Announced today at Google’s I/O event in a surprisingly long segment on accessibility, the features all rely on improved speech-to-text and text-to-speech algorithms, some of which now run on-device rather than sending audio to a datacenter to be decoded.
The first feature to be highlighted, live transcription, was already mentioned by Google before. It’s a simple but very useful tool: open the app and the device will listen to its surroundings and simply display any speech it recognizes as text on the screen.
We’ve seen this in translator apps and devices, like the One Mini, and the meeting transcription highlighted yesterday at Microsoft Build. One would think that such a straightforward tool is long overdue, but in fact everyday circumstances like talking to a couple friends at a cafe, can be remarkably difficult for natural language systems trained on perfectly recorded single-speaker audio. Improving the system to the point where it can track multiple speakers and display accurate transcripts quickly has no doubt been a challenge.
Another feature enabled by this improved speech recognition ability is live captioning, which essentially does the same thing as above, but for video.
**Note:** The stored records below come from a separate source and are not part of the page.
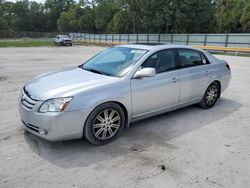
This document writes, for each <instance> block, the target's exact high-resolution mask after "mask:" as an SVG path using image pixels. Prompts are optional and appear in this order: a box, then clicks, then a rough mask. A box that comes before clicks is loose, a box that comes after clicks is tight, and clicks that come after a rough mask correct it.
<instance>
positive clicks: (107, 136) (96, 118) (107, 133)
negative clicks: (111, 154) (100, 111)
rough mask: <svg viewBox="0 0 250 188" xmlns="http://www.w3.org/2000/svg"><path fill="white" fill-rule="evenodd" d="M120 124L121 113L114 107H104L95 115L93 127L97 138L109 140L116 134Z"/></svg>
mask: <svg viewBox="0 0 250 188" xmlns="http://www.w3.org/2000/svg"><path fill="white" fill-rule="evenodd" d="M120 126H121V117H120V114H119V113H118V112H117V111H116V110H114V109H104V110H103V111H101V112H100V113H99V114H98V115H97V116H96V117H95V119H94V121H93V125H92V129H93V134H94V136H95V137H96V138H97V139H99V140H108V139H110V138H112V137H114V136H115V134H116V133H117V132H118V130H119V128H120Z"/></svg>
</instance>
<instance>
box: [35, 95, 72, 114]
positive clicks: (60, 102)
mask: <svg viewBox="0 0 250 188" xmlns="http://www.w3.org/2000/svg"><path fill="white" fill-rule="evenodd" d="M71 100H72V97H65V98H56V99H49V100H47V101H45V102H44V103H43V104H42V105H41V107H40V108H39V112H43V113H44V112H63V111H64V110H65V108H66V107H67V106H68V104H69V102H70V101H71Z"/></svg>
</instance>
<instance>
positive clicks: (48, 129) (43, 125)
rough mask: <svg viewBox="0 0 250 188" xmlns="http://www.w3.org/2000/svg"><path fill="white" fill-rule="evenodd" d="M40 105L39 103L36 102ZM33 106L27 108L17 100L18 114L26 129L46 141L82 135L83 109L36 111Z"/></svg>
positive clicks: (81, 135)
mask: <svg viewBox="0 0 250 188" xmlns="http://www.w3.org/2000/svg"><path fill="white" fill-rule="evenodd" d="M37 105H39V106H40V104H37ZM37 109H38V107H37V106H34V108H33V109H31V110H29V109H27V108H25V107H24V106H23V105H22V103H21V102H20V100H19V114H20V118H21V121H22V123H23V125H24V127H25V129H26V130H28V131H29V132H31V133H33V134H35V135H37V136H39V137H41V138H43V139H46V140H48V141H62V140H70V139H78V138H82V136H83V127H84V122H85V120H86V118H87V116H86V113H85V112H84V110H77V111H70V112H47V113H39V112H37Z"/></svg>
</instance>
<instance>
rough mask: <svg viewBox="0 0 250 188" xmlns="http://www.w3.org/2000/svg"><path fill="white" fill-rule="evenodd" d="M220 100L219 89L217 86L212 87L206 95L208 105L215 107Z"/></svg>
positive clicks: (208, 88)
mask: <svg viewBox="0 0 250 188" xmlns="http://www.w3.org/2000/svg"><path fill="white" fill-rule="evenodd" d="M217 98H218V87H217V86H216V85H214V84H213V85H211V86H210V87H209V88H208V90H207V93H206V103H207V105H209V106H211V105H213V104H214V103H215V102H216V100H217Z"/></svg>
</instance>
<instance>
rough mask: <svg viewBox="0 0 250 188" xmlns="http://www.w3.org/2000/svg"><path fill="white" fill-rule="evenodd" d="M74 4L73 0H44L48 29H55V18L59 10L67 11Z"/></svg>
mask: <svg viewBox="0 0 250 188" xmlns="http://www.w3.org/2000/svg"><path fill="white" fill-rule="evenodd" d="M74 5H75V1H74V0H46V2H45V4H44V7H45V12H46V15H47V27H48V30H49V31H56V30H57V20H58V19H59V17H60V14H61V12H67V11H68V10H69V9H70V8H71V7H72V6H74Z"/></svg>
Now when you watch a YouTube video, listen to a voice message, or even take a video call, you’ll be able to see what the person in it is saying, in real time.
That should prove incredibly useful not just for the millions of people who can’t hear what’s being said, but also those who don’t speak the language well and could use text support, or anyone watching a show on mute when they’re supposed to be going to sleep, or any number of other circumstances where hearing and understanding speech just isn’t the best option.
Captioning phone calls is something CEO Sundar Pichai said is still under development, but the “live relay” feature they demoed on stage showed how it might work. A person who is hearing-impaired or can’t speak will certainly find an ordinary phone call to be pretty worthless. But live relay turns the call immediately into text, and immediately turns text responses into speech the person on the line can hear.
Live captioning should be available on Android Q when it releases, with some device restrictions. Live transcribe is available now but a warning states that it is currently in development. Live relay is yet to come, but showing it on stage in such a complete form suggests it won’t be long before it appears.